然后进入安装的DataX的bin目录下。输入python datax.py …/job/json/job.json命令。(注意:这里我在job文件夹下添加了一个json的文件夹。默认是没有json文件夹。你们根据自己的文件路径输入命令即可)
4.如果出现乱码,在命令行输入 CHCP 65001 ,并且重新执行命令python datax.py …/job/json/job.json
成功运行!!
5.基本使用
5.1从stream读取数据并打印到控制台
首先查看官方的json配置模板
//查看streamreader-->streamwriter模板
E:\DataX\datax\bin>datax.py -r streamreader -w streamwriter
//模板如下:
DataX (DATAX-OPENSOURCE-3.0), From Alibaba !
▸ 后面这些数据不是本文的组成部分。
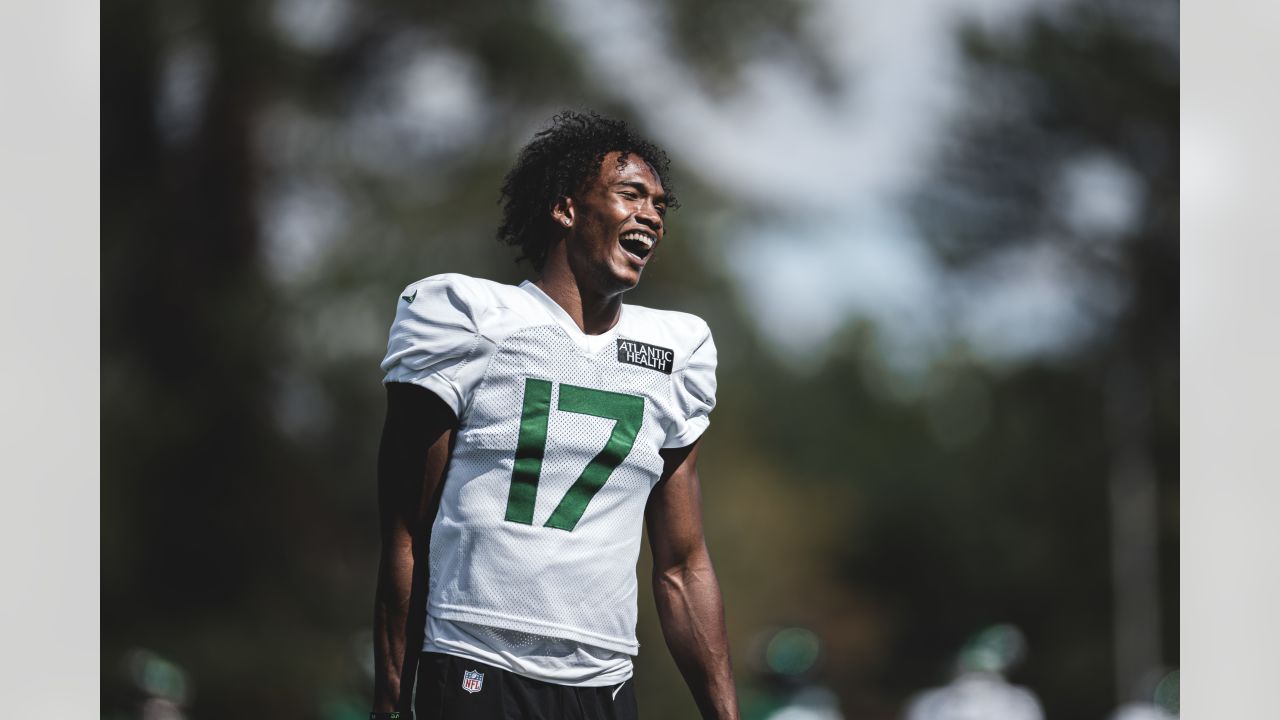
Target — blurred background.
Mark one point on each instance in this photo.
(936, 240)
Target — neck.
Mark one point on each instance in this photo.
(593, 313)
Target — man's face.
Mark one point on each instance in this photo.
(616, 224)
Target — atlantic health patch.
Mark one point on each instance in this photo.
(645, 355)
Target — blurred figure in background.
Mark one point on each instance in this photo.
(979, 691)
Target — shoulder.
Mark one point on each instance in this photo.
(475, 296)
(685, 333)
(467, 287)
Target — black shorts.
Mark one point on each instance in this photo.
(455, 688)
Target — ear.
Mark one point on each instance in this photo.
(563, 212)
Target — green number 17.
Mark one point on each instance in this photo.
(627, 413)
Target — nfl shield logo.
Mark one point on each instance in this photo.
(472, 680)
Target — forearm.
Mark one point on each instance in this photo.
(394, 623)
(693, 623)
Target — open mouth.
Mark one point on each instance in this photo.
(638, 244)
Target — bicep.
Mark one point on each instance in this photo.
(412, 455)
(673, 515)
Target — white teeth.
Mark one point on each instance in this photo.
(640, 237)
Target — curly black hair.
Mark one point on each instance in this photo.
(557, 163)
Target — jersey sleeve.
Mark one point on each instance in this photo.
(695, 393)
(434, 338)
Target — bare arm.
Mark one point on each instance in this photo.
(685, 587)
(411, 461)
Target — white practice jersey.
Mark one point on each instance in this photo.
(556, 452)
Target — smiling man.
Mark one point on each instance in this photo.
(531, 432)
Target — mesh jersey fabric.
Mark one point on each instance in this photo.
(547, 546)
(551, 660)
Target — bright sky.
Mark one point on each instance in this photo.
(839, 244)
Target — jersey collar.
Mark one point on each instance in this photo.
(589, 342)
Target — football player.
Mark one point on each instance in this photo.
(530, 431)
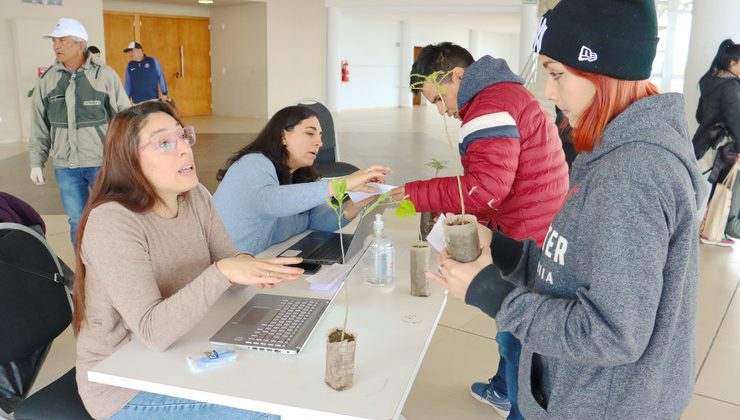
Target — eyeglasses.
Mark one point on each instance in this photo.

Copyright (C) 2010-2017, Alibaba Group. All Rights Reserved.
Please refer to the streamreader document:
https://github.com/alibaba/DataX/blob/master/streamreader/doc/streamreader.md
Please refer to the streamwriter document:
https://github.com/alibaba/DataX/blob/master/streamwriter/doc/streamwriter.md
Please save the following configuration as a json file and use
python {DATAX_HOME}/bin/datax.py {JSON_FILE_NAME}.json
to run the job.
{
"job": {
"content": [
{
"reader": {
"name": "streamreader",
"parameter": {
"column": [],
"sliceRecordCount": ""
}
},
"writer": {
"name": "streamwriter",
"parameter": {
"encoding": "",
"print": true
}
}
}
],
"setting": {
"speed": {
"channel": ""
}
}
}
}
根据模板编写json文件
{
"job": {
"content": [
{
"reader": {
"name": "streamreader",
"parameter": {
"column": [
{
"type":"string",
"value":"qijianing, hello world!"
},
{
"type":"string",
"value":"齐家宁, 你好!"
}
],
"sliceRecordCount": "10" //打印次数
}
},
"writer": {
"name": "streamwriter",
"parameter": {
"encoding": "utf-8", //编码格式utf-8
"print": true
}
}
}
],
"setting": {
"speed": {//控制并发数
"channel": "2"//控制并发2次-->这里因为是打印所以会sliceRecordCount乘以channel 打印20遍。如果设置为mysql真的会进行并发
}
}
}
}
在job/json下创建json类型的文件起名为stream2stream.json。然后在bin目录下运行python datax.py …/job/json/stream2stream.json 。运行结果如下图所示:
5.2从mysql到mysql批量插入。
5.2.1查看一下从mysql到mysql的json配置
E:\DataX\datax\bin>datax.py -r mysqlreader -w mysqlwriter
//json文件配置
DataX (DATAX-OPENSOURCE-3.0), From Alibaba !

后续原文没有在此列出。